Cy5.5-Anti-ephrin receptor B4 (EphB4) humanized monoclonal antibody hAb47

Cy5.5-hAb47

Leung K.

Image

Table

In vitro Rodents

Background

[PubMed]

The ephrin (Eph) receptors constitute the largest group in the receptor tyrosine kinase family (1, 2). The Eph receptors and their ligands (ephrins) mediate numerous biological processes in normal development, particularly in the nervous and cardiovascular systems (3-5). On the basis of their structures and sequence relationships, ephrins are divided into two classes: the ephrin-A class, Ephs that are anchored to the cell membrane by a glycosylphosphatidylinositol linkage, and the ephrin-B class, Ephs that are transmembrane proteins. The Eph family of receptors is divided into two groups, EphA and EphB, on the basis of the similarity of their extracellular domain sequences and their affinities for binding ephrin-A and ephrin-B ligands. The Eph receptors transmit forward signals via their kinase domains and reverse signals via their transmembrane ephrin ligands (6). EphB–ephrin-B interactions are capable of mediating bidirectional signaling events upon cell–cell contact, either into the receptor-expressing cell as "forward signaling" or into the ligand-expressing cell as "reverse signaling" (7).

Eph-2 is expressed on arterial and activated endothelial cells, whereas EphB4 is normally expressed on venous endothelial cells and various blood cells (8). EphB4 selectively binds to ephrin-2 to promote cell signaling and angiogenesis. EphB4 has been implicated in cancer progression and in pathological forms of angiogenesis.
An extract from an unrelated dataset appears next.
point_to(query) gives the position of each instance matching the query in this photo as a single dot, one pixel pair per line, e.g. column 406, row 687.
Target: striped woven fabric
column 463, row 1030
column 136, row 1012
Overexpression of EphB4 has been observed in cancer cells and is associated with tumorigenesis via forward signaling and with angiogenesis via reverse signaling through Eph-2 interaction (9). EphB4 forward signaling stimulates cellular proliferation. Koolpe et al. (10) identified a 15-mer peptide, Tyr-Asn-Tyr-Leu-Phe-Ser-Pro-Asn-Gly-Pro-Ile-Ala-Arg-Ala-Trp (TNYL-RAW), to be a selective antagonist of EphB4 with the use of phage display screening. Xiong et al. (11) reported the development of 64Cu-tetraazacyclododecane-N,N',N'',N'''-tetraacetic acid-TNYL-RAW (64Cu-DOTA-TNYL-RAW) for use with positron emission tomography (PET) imaging of EphB4 in nude mice bearing tumor xenografts. A monoclonal antibody mAb47 was found to have high affinity (0.8 nM) for the fibronectin-like extracellular domain of both human and mouse EphB4. Li et al. (12) conjugated Cy5.5 to the humanized Ab47 (hAb47) antibody to produce Cy5.5-hAb47 for use with near-infrared (NIR) fluorescence imaging of EphB4 expression in tumors.

Synthesis

[PubMed]

A solution of hAb47 (3.3. nmol) and Cy5.5-NHS (3.3 nmol) in borate buffer (pH 8.5) was incubated for 1.5 h at room temperature (12). Cy5.5-hAb47 was isolated with PD-10 column chromatography. Cy5.5-hIgG was prepared similarly as a control. Gel electrophoresis showed that both the heavy and the light chains of the antibodies were labeled with Cy5.5. The Cy5.5 moiety per antibody was not reported.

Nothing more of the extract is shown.